Le risque d'une deuxième vague épidémique

"Sur l'ensemble de l'année 2020, [le PIB] diminuerait alors d'environ 9 % par rapport à 2019", précise l'Insee. Les conjoncturistes insistent cependant sur les nombreuses incertitudes qui entourent cette estimation. Leurs prévisions restent effectivement soumises à d'éventuelles variations en fonction de l'évolution de la situation sanitaire en France et dans le monde.

"En particulier, une éventuelle deuxième vague épidémique sur le territoire national viendrait nécessairement freiner la reprise, même si l'on peut espérer une cohabitation entre le virus et l'activité économique un peu moins difficile qu'au printemps, grâce à l'expérience accumulée tout au long de cette première vague", souligne l'institut statistique.

Un nouveau point de conjoncture en septembre

De son côté, la Banque de France (BdF) a estimé lundi 6 juillet que le PIB avait plongé de 14 % au cours du deuxième trimestre et devrait connaître un rebond de même ampleur au cours du troisième trimestre.

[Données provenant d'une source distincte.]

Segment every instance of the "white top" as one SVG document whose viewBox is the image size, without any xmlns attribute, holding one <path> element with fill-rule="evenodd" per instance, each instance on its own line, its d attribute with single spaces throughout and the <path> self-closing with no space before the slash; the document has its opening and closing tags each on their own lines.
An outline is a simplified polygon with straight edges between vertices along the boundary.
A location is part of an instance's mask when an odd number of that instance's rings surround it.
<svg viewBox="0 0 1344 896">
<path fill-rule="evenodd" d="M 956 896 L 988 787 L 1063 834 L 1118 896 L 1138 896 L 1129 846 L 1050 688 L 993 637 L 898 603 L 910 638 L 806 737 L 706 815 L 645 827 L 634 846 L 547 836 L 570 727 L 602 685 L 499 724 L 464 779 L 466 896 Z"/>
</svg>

La BdF a précisé que si la reprise économique se confirme et si l'épidémie de coronavirus reste maîtrisée, elle pourrait réviser à la hausse sa prévision d'une baisse de 10 % du PIB en 2020, qui est déjà plus optimiste que celle du gouvernement (-11 %). Les prévisions pour la France des grandes institutions internationales (les anticipations du FMI, de l'OCDE et de la Commission européenne) s'échelonnent entre -10,6% et -12,5%).

De son côté, l'Insee prévoit une étude plus complète pour la rentrée. Ce prochain point de conjoncture de l’institut est prévu pour début septembre. “Depuis mai, les premières marches de la reprise ont ainsi pu être gravies assez rapidement, peut-être plus que prévu. Ce sont les dernières qui risquent d’être les plus difficiles, concernant surtout les secteurs les plus touchés par la crise", avertit l'Insee.